Participation of tyrosine phosphorylation in cytoskeletal reorganization, alpha(IIb)beta(3) integrin receptor activation, and aspirin-insensitive mechanisms of thrombin-stimulated human platelets.

Abstract

Fibrinogen binding to the active conformation of the alpha(IIb)beta(3) integrin receptor (glycoprotein IIb/IIIa) and cytoskeletal reorganization are important events in platelet function. Tyrosine phosphorylation of platelet proteins plays an essential role in platelet signal transduction pathways. We studied the participation of tyrosine kinases on these aspects of platelet reactivity and their importance in cyclooxygenase (COX)-1-independent mechanisms in thrombin-stimulated human platelets. Using washed platelets from normal donors and tyrphostin-A47 and aspirin as tyrosine kinase and COX-1 inhibitors, respectively, we found that tyrphostin-A47 downregulated (1) the thrombin-activated conformational change of alpha(IIb)beta(3), (2) actin polymerization and cytoskeletal reorganization, and (3) the quantity of tyrosine-phospho-rylated proteins associated with the reorganized cytoskeleton. The latter are important components of multimolecular signaling complexes. Concomitantly, platelet aggregation and secretion were significantly reduced. Aspirin did not affect receptor activation or tyrosine phosphorylation but did decrease the initial (30-second) burst of actin polymerization.
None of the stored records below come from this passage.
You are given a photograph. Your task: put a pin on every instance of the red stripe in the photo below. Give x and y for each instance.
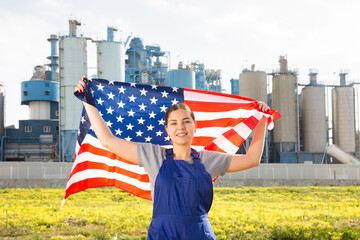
(111, 169)
(202, 141)
(219, 94)
(87, 147)
(197, 106)
(223, 122)
(104, 182)
(251, 122)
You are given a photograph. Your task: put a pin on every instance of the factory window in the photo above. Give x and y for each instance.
(47, 128)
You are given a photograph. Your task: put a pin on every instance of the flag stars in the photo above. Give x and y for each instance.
(139, 133)
(109, 124)
(163, 108)
(142, 107)
(129, 126)
(174, 101)
(161, 122)
(143, 92)
(153, 100)
(111, 96)
(122, 89)
(141, 121)
(152, 114)
(118, 132)
(100, 87)
(100, 101)
(131, 113)
(121, 104)
(132, 98)
(119, 118)
(109, 110)
(164, 94)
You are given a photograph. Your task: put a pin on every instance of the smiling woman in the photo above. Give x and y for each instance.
(180, 177)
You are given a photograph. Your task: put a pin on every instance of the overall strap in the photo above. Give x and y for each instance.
(195, 155)
(169, 154)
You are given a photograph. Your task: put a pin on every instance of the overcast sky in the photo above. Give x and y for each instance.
(228, 35)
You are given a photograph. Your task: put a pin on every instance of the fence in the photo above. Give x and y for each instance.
(32, 174)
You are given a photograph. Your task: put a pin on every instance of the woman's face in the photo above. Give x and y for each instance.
(180, 127)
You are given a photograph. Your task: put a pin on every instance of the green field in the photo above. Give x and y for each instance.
(237, 213)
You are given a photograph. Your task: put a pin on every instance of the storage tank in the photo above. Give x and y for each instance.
(252, 84)
(38, 93)
(284, 100)
(73, 64)
(2, 109)
(343, 110)
(111, 58)
(183, 78)
(314, 116)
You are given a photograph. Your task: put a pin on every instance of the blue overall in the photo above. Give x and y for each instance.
(182, 198)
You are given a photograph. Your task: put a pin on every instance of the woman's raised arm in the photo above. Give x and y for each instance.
(122, 148)
(252, 158)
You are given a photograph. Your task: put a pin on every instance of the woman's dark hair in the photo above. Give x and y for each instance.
(177, 107)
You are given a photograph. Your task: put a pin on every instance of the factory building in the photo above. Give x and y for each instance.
(145, 64)
(72, 64)
(35, 139)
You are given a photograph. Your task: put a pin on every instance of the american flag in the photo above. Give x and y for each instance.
(136, 112)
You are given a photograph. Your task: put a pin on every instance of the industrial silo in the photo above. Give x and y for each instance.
(314, 116)
(111, 58)
(343, 115)
(73, 64)
(284, 100)
(39, 93)
(252, 84)
(182, 77)
(2, 110)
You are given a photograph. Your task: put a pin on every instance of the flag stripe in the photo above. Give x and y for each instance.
(97, 173)
(105, 182)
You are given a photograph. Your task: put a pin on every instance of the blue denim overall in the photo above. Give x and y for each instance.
(182, 198)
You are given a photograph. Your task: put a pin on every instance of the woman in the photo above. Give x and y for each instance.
(180, 178)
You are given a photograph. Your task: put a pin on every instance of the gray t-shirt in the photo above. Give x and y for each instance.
(152, 156)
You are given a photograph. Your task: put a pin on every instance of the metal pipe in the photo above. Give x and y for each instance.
(2, 148)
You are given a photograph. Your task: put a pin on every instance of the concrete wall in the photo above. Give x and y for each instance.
(37, 174)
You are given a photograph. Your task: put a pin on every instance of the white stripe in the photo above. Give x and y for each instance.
(226, 145)
(87, 156)
(210, 131)
(208, 97)
(91, 173)
(238, 113)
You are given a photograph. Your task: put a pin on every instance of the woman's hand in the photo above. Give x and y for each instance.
(263, 107)
(81, 85)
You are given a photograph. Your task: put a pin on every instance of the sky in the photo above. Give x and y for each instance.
(229, 35)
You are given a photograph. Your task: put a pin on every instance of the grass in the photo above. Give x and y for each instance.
(237, 213)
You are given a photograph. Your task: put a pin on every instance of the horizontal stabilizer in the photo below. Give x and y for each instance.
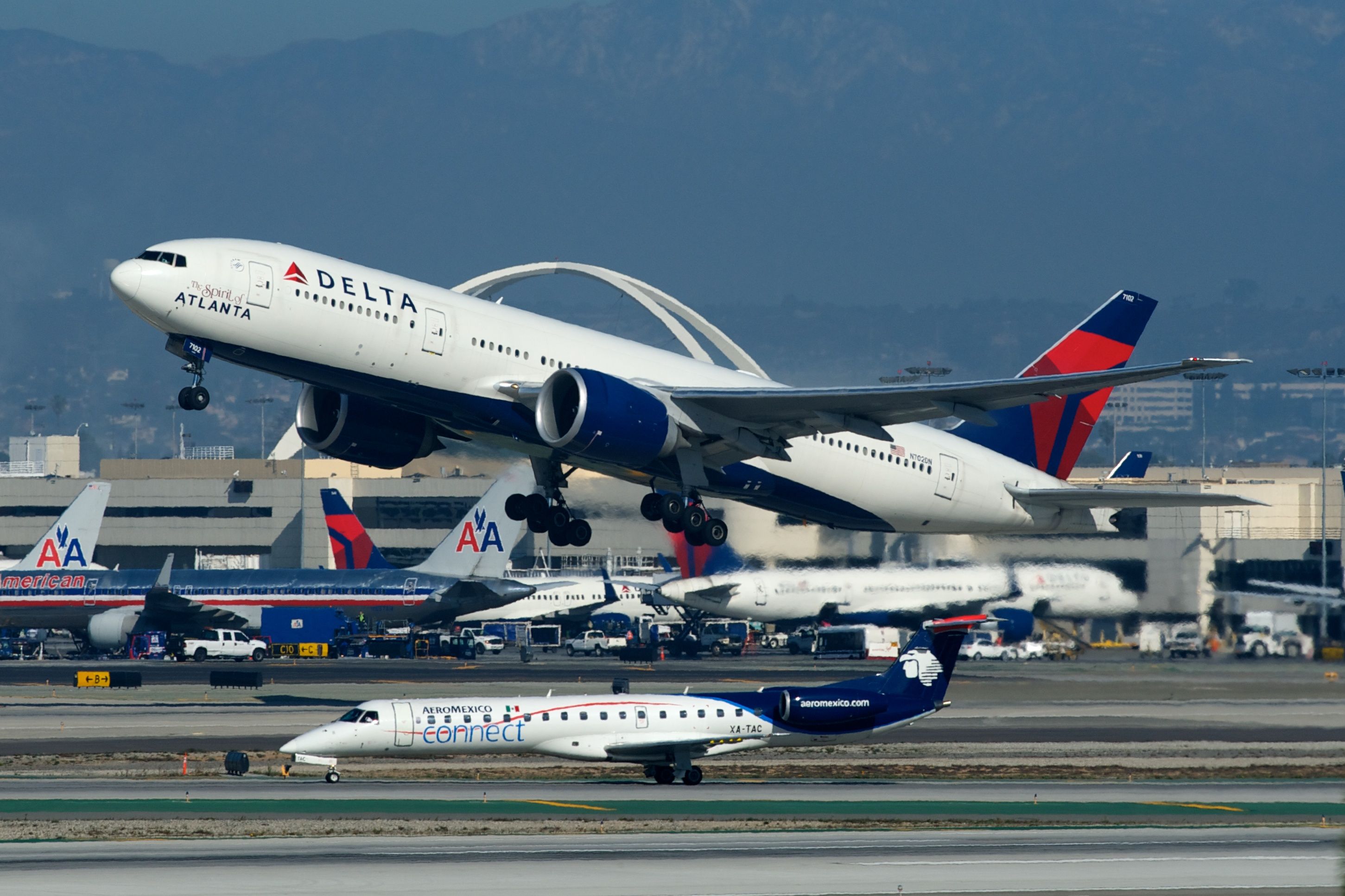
(1086, 498)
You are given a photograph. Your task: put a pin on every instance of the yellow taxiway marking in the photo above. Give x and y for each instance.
(548, 802)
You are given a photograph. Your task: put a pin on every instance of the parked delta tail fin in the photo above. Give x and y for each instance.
(925, 668)
(481, 544)
(1133, 466)
(1050, 435)
(72, 540)
(351, 545)
(703, 560)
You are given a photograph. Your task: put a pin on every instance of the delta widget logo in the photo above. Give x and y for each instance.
(479, 535)
(61, 552)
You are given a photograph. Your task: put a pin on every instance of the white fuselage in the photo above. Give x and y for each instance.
(592, 728)
(443, 354)
(873, 595)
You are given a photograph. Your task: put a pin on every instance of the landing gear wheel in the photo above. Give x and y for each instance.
(515, 506)
(693, 518)
(198, 399)
(579, 532)
(716, 532)
(557, 518)
(652, 506)
(672, 508)
(537, 505)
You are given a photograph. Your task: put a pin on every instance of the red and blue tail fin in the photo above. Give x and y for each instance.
(351, 545)
(1050, 435)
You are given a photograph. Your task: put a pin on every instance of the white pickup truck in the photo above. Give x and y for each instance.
(222, 644)
(594, 642)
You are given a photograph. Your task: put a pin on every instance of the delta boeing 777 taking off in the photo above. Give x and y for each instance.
(394, 369)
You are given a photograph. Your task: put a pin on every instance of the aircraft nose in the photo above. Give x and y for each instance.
(126, 279)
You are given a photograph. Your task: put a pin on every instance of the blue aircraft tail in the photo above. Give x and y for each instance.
(1050, 435)
(925, 668)
(351, 545)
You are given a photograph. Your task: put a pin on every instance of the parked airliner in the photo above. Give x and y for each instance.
(666, 734)
(463, 575)
(396, 368)
(903, 595)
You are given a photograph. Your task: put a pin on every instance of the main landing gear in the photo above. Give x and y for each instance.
(685, 516)
(667, 776)
(194, 398)
(552, 517)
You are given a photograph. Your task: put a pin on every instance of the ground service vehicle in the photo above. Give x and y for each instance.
(222, 644)
(594, 642)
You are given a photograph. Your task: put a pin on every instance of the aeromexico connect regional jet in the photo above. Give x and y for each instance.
(666, 734)
(397, 368)
(463, 575)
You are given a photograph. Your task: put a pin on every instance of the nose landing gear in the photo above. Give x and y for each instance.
(194, 398)
(685, 516)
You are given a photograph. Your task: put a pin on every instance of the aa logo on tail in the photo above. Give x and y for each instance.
(62, 551)
(479, 535)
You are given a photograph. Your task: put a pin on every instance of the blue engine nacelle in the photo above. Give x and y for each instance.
(1015, 625)
(599, 416)
(829, 707)
(362, 429)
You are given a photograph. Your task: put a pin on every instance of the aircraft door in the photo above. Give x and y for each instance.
(947, 477)
(405, 730)
(259, 284)
(436, 331)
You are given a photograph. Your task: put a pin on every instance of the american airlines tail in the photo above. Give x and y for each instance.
(72, 540)
(351, 545)
(481, 544)
(1050, 435)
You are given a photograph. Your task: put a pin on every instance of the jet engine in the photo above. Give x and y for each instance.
(604, 417)
(109, 629)
(829, 707)
(361, 429)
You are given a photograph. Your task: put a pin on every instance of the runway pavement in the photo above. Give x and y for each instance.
(1274, 860)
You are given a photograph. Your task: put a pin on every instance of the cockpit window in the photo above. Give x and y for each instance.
(170, 259)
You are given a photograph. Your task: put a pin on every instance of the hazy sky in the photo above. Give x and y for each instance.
(206, 29)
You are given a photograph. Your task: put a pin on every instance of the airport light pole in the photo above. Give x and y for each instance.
(1323, 373)
(263, 403)
(1203, 377)
(33, 408)
(135, 408)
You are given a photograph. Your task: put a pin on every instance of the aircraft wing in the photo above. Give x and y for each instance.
(169, 611)
(865, 410)
(1085, 498)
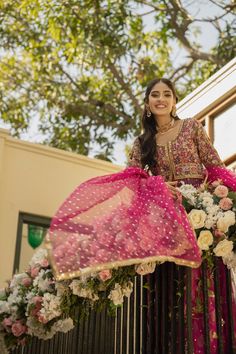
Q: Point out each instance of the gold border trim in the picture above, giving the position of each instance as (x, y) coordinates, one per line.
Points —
(111, 265)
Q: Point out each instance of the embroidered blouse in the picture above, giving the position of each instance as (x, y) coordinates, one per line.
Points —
(183, 157)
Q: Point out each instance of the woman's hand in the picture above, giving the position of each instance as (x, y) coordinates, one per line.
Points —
(174, 191)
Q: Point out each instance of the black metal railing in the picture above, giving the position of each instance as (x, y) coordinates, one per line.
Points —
(157, 319)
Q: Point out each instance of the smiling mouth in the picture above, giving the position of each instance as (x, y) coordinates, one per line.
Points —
(161, 106)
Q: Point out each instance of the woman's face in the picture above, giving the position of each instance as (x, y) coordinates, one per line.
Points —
(161, 100)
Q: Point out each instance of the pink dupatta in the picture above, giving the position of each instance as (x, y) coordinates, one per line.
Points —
(116, 220)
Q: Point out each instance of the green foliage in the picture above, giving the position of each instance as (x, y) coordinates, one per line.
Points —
(81, 66)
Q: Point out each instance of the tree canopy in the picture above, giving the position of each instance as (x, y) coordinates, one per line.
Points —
(82, 66)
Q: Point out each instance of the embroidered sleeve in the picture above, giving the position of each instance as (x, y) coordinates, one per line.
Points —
(207, 153)
(135, 155)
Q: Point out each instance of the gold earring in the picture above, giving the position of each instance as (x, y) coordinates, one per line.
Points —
(173, 112)
(148, 112)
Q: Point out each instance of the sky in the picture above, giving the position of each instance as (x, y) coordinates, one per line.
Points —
(207, 38)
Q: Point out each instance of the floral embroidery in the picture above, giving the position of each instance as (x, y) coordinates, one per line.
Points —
(184, 157)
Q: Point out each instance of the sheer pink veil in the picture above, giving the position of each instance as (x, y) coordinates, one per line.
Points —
(116, 220)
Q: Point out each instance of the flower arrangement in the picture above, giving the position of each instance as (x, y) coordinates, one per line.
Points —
(211, 211)
(35, 304)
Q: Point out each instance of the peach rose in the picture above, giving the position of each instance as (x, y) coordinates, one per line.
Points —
(27, 282)
(18, 329)
(225, 221)
(221, 191)
(145, 268)
(216, 183)
(197, 218)
(205, 240)
(223, 248)
(34, 272)
(105, 274)
(225, 203)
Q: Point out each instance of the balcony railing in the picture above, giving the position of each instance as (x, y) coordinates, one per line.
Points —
(157, 319)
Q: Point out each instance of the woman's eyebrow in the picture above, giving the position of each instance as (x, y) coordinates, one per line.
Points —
(160, 91)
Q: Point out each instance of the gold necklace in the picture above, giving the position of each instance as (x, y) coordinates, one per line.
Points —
(164, 128)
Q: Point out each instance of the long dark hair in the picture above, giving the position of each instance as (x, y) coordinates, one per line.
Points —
(149, 127)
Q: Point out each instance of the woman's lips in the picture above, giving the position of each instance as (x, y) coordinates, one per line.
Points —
(160, 106)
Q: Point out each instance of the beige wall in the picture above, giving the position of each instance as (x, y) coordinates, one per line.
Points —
(36, 179)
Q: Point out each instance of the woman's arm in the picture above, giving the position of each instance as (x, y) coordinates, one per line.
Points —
(207, 153)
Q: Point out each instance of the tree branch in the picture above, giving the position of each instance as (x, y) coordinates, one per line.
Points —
(125, 86)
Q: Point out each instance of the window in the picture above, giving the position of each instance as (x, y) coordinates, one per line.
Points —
(31, 231)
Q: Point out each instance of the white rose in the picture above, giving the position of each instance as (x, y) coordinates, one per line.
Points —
(197, 218)
(209, 223)
(205, 240)
(230, 260)
(230, 216)
(223, 248)
(225, 221)
(207, 202)
(64, 325)
(78, 288)
(116, 295)
(145, 268)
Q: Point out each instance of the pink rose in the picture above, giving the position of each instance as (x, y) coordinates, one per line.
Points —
(37, 299)
(7, 322)
(105, 274)
(216, 183)
(225, 203)
(218, 233)
(18, 329)
(44, 263)
(27, 282)
(34, 272)
(221, 191)
(42, 319)
(146, 244)
(130, 246)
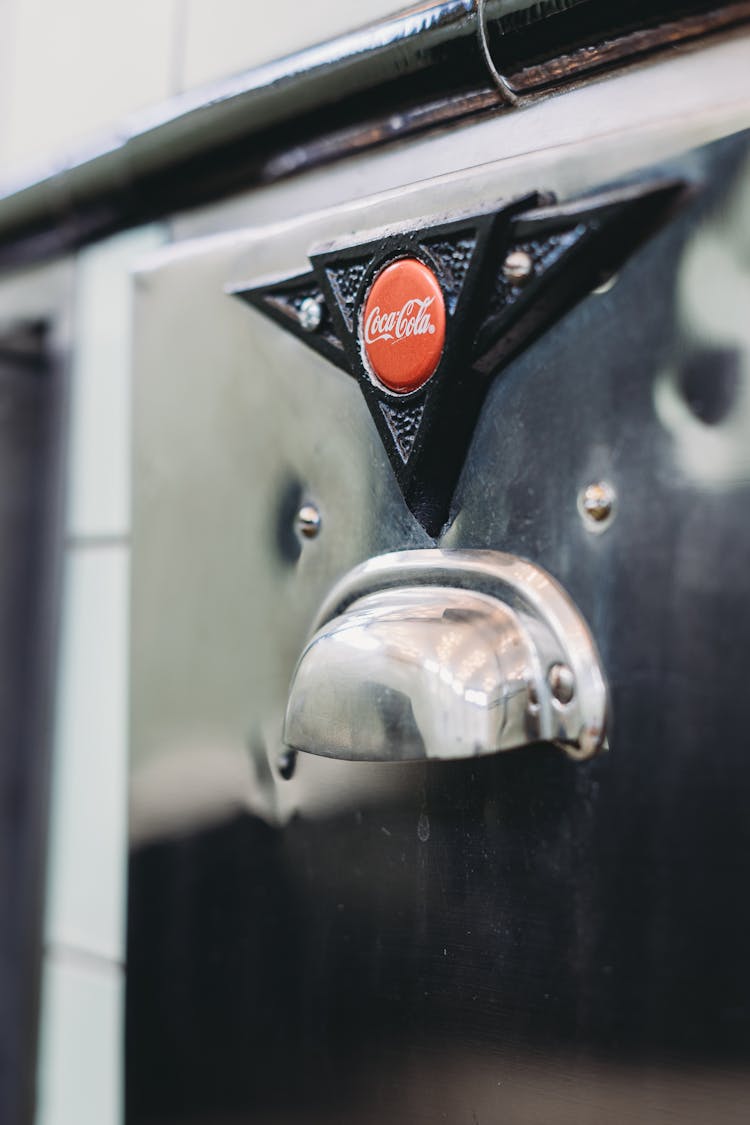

Importantly, aspirin significantly amplified the inhibitory effect of tyrphostin-A47 on all aspects of platelet reactivity that we evaluated. Tyrosine protein phosphorylation is a regulatory control system of the inside-out mechanism of alpha(IIb)beta(3) activation and cytoskeletal assembly in thrombin-stimulated human platelets. Inhibition of these aspects of platelet function with tyrphostin-A47 is amplified when platelets are treated with aspirin. Therefore, tyrosine phosphorylation is a major component of early signaling events and of COX-1-independent mechanisms of thrombin-induced platelet reactivity. The study results may indicate a novel target for therapeutic intervention.